Penanganan konflik selama ini dilakukan dengan pendekatan intimidasi, kekerasan, bahkan kriminalisasi warga, serta hanya terpaku pada dokumen-dokumen administratiif tanpa melihat fakta nyata yang dialami masyarakat serta tidak mempertimbangkan kondisi sosial budaya masyarakat maupun kerentanan masyarakat dalam hal hukum dan administrasi pertanahan. Penyelesaian konflik juga tidak pernah mempertimbangkan berbagai trauma akibat pelanggaran HAM, kekerasan dan kriminalisasi yang dialami masyarakat, laki-laki dan perempuan, serta tidak pernah disertai dengan pemulihan korban, baik secara psikis, sosial, maupun ekonomi. Sejak 1982 hingga sekarang konflik Cinta Manis dengan warga 22 Desa, 7 Kecamatan membuat 65 orang pernah di kriminalisasi, 18 orang ditembak (luka), 2 orang cacat fisik, 1 orang alami gangguan jiwa dan 2 orang meninggal dunia (Data Walhi Sumsel). Salah satunya di tahun 2012, serbuan dan penembakan Brimob mengakibatkan seorang anak berusia 12 tahun, Angga bin Darmawan meninggal dunia karena tertembak oleh aparat, 5 orang luka-luka (salah satunya perempuan), seorang mengalami cacat permanen, dan puluhan perempuan dan anak mengalami trauma.

Penguasaan lahan besar-besaran oleh PTPN VII Cinta Manis telah mengakibatkan masyarakat, kehilangan sumber-sumber kehidupannya. Hal ini salah satunya diakibatkan oleh mengecilnya wilayah administrasi desa dan mayoritas masyarakat petani tidak lagi memiliki lahan produktif untuk dikelola sehingga terpaksa beralih profesi, menjadi  buruh, petani penggarap di lahan orang ataupun menjadi buruh harian lepas di PTPN VII Cinta Manis tanpa upah yang layak, sehingga menguatkan ketimpangan dan memiskinkan masyarakat, utamanya perempuan. Status PTPN VII Cinta Manis sebagai BUMN seharusnya tidak menjadi pembenaran bagi pelanggaran hak ataupun tindakan sewenang-wenang demi mencapai  keuntungan. Seharusnya sebagai perusahaan negara, BUMN lebih bisa melindungi dan meningkatkan kesejahteraan masyarakat, perempuan dan laki-laki, yang tinggal dan hidup di sekitar perusahaan.

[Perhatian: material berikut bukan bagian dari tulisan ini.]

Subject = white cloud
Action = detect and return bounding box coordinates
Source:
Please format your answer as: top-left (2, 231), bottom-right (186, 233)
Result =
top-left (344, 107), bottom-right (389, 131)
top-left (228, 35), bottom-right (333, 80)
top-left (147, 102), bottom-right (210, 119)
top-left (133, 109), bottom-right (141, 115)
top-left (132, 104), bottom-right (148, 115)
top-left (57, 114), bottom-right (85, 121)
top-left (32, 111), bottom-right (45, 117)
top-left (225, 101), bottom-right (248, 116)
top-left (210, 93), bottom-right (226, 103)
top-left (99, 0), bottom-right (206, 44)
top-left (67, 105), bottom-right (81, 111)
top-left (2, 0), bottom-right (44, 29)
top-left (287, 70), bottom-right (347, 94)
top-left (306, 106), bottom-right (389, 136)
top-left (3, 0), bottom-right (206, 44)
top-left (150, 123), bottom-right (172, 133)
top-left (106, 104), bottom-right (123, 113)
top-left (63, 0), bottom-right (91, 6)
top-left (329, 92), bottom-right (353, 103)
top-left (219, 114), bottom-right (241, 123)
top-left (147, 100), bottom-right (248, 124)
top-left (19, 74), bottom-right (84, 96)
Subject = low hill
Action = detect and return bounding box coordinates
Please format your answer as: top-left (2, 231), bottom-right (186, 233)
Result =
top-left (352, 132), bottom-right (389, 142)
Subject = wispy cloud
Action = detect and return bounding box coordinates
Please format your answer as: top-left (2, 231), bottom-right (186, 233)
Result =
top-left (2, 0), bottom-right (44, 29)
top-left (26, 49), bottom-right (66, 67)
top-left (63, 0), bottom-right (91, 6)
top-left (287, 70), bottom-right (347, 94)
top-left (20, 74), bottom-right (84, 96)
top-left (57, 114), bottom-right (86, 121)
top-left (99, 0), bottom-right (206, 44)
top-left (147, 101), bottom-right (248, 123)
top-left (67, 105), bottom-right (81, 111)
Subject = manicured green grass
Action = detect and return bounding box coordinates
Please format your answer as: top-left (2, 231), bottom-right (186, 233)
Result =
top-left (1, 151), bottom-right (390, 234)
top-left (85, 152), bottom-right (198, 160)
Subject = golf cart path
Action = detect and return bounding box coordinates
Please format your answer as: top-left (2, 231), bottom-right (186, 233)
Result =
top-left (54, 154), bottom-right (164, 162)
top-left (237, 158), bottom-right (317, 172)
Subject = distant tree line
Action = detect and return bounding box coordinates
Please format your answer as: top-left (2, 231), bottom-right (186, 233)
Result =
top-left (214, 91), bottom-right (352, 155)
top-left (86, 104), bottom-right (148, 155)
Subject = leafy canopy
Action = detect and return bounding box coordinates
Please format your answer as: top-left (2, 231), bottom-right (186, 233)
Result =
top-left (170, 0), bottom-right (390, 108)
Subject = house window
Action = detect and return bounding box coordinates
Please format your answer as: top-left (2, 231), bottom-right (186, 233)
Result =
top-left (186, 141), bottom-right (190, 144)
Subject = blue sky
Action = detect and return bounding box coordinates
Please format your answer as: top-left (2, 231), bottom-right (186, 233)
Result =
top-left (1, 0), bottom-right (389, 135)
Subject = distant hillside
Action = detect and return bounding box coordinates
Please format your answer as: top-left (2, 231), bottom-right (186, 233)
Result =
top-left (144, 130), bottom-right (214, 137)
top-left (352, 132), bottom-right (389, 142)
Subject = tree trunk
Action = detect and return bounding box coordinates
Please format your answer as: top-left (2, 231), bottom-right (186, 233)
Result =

Hadirnya PTPN VII Cinta Manis di Kabupaten Ogan Ilir yang diproyeksikan memberikan kesejahteraan masyarakat di sekitarnya, nyatanya malah membuat masyarakat terutama perempuan makin termiskinkan, karena hilangnya sumber kehidupan mereka. “Hadirnya PTPN VII Cinta Manis  membuat hidup ini makin miskin, dulu sebelum ada PTPN VII Cinta Manis, hidup kami ini sejahtera karena bisa memenuhi kebutuhan sehari – hari dari hasil bekebun,  dan bisa mengambil ikan di sungai tapi sekarang ini susah hidup ini karena semua harus beli,   sungai yang dulu bisa kami pakai untuk diminum,  mandi, mencuci dan mengambil ikan, sekarang sudah tidak bisa kami gunakan lagi karena berubah warna dan bau, ini sangat berdampak bagi kehidupan perempuan”, ucap perempuan petani asal desa Tanjung Atap.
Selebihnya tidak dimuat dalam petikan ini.